最近は、マスコミの報道が意図的にある部分だけ報道し、別の部分をあえて報道しないことことで、事実は報道しているのだけれど、視聴者を誤解させるようにしているのではないかという批判をされることもある。真実を伝えていないという批判である。
雑誌に商品の評価を特集する場合がある。最近ではデジタルカメラの評価をよく見るが、本文とともに、この製品の「ここが○、ここが×」とわかりやすく表が載せてある場合もある。さらにレーダーチャートが載せてある場合もある。

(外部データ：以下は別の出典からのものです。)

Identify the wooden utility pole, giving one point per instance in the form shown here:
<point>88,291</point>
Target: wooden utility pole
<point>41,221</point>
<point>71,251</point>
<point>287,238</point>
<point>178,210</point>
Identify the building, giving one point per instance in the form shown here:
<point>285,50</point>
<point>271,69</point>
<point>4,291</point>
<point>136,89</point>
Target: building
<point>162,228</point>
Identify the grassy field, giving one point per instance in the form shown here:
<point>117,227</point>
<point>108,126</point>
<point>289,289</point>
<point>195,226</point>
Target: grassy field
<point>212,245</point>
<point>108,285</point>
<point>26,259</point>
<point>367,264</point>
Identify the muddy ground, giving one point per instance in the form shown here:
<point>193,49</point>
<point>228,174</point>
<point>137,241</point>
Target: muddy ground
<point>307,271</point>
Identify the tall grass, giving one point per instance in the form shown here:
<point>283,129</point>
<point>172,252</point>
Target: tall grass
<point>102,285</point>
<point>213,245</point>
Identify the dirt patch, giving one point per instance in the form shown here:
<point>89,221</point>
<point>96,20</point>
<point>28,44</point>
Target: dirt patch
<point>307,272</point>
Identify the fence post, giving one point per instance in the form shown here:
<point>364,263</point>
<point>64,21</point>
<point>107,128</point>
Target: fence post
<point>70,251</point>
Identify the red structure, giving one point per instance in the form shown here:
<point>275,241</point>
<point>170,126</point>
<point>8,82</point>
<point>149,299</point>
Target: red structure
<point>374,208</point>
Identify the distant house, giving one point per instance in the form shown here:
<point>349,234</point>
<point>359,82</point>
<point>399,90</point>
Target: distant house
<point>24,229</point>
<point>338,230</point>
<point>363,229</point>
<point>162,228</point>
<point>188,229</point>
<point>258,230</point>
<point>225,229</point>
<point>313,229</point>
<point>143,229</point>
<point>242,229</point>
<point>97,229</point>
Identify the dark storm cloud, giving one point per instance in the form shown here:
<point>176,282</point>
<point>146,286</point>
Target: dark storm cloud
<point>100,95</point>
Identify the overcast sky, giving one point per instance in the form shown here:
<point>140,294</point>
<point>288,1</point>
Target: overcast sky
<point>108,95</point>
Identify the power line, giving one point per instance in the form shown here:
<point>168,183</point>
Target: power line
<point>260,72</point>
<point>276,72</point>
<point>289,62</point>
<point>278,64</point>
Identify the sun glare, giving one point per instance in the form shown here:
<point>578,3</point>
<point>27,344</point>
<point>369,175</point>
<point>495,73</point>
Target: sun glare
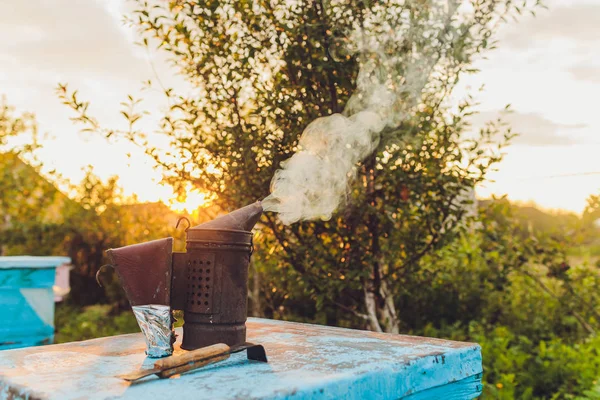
<point>190,203</point>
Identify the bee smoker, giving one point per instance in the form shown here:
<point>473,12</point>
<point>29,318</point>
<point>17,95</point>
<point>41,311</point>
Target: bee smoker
<point>209,282</point>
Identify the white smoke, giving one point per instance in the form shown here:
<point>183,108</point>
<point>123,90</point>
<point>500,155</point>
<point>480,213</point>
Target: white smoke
<point>314,181</point>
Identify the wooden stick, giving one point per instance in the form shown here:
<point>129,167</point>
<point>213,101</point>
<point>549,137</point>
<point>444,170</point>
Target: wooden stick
<point>194,355</point>
<point>191,365</point>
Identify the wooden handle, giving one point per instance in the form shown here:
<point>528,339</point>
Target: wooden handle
<point>191,356</point>
<point>191,365</point>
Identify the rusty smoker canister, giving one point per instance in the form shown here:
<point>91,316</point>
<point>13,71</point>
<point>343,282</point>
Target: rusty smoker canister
<point>216,280</point>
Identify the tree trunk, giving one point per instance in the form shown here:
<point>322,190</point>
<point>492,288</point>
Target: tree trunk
<point>371,306</point>
<point>388,311</point>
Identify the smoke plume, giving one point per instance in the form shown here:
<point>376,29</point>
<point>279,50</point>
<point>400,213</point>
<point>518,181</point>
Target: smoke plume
<point>393,73</point>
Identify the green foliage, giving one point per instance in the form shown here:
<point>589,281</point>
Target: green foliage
<point>81,323</point>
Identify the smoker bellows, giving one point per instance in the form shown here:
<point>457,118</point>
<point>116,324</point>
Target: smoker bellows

これは「公平に評価しよう」との考えからだと察することができる。
もちろん評価者によって、違いは出るかも知れないが、それでもその評価者は「公平に見ていますよ」ということが大切なのである。
「公立学校の現状」と題して報告する場合も同じである。
真実を伝えるには「公立学校のここが○、ここが×」というように報告しなければ、真実は伝わらない。
それを、○の部分だけ、あるいは×の部分しか報告しないのであれば、報告者の能力不足かゴマスリか悪意をもって、公立学校の評価を低下させようと企てたものとと考えられる。
そういう不完全な報告書の批判をしたり、不完全な報告書を引用した場合、マナーがないと批判するのはお門違いというものである。
確かに許可を得ず勝手に引用するということは、著作権に違反するおそれがある。
しかし、その行為が「公共の利益に寄与する」ということであれば、裁判では引用者に有利になる可能性はある。
公立の学校が不当な評価を受け、市民に不安を与えることになれば社会のためにならないと考えられるからだ。
少なくとも、良い教育目指そうとするなら「報告者の能力不足かゴマスリか悪意をもって、公立学校の評価を低下させようと企てた」というものは、教師の資質に欠けると言えるだろう。
その尻馬に乗って、何か学校に不愉快な思い出があるのかも知れないが、そうだそうだとはやし立てるのもおめでたい。
学校と学習塾が対立するような構図は好ましくない。だから、評価をする場合○と×を公平に評価つけるのは塾の評価も同じである。
教師の不祥事はことさら、表だって報道される傾向があるようだが、これは教育公務員特別法があるように、学校の先生は特別に厳しいモラルが要求されるからであり、不祥事自体は人格の問題であり、それは塾でも一般の会社でも同じである。
また、報告の内容で、自ら現場を取材したり体験せずに、他人から聞いた伝聞により、あたかも事実であるかのように報告するのは報告の基本すらわかっていないと言える。
裁判の証拠としても、伝聞は採用されないということは、常識ある社会人なら知っていることである。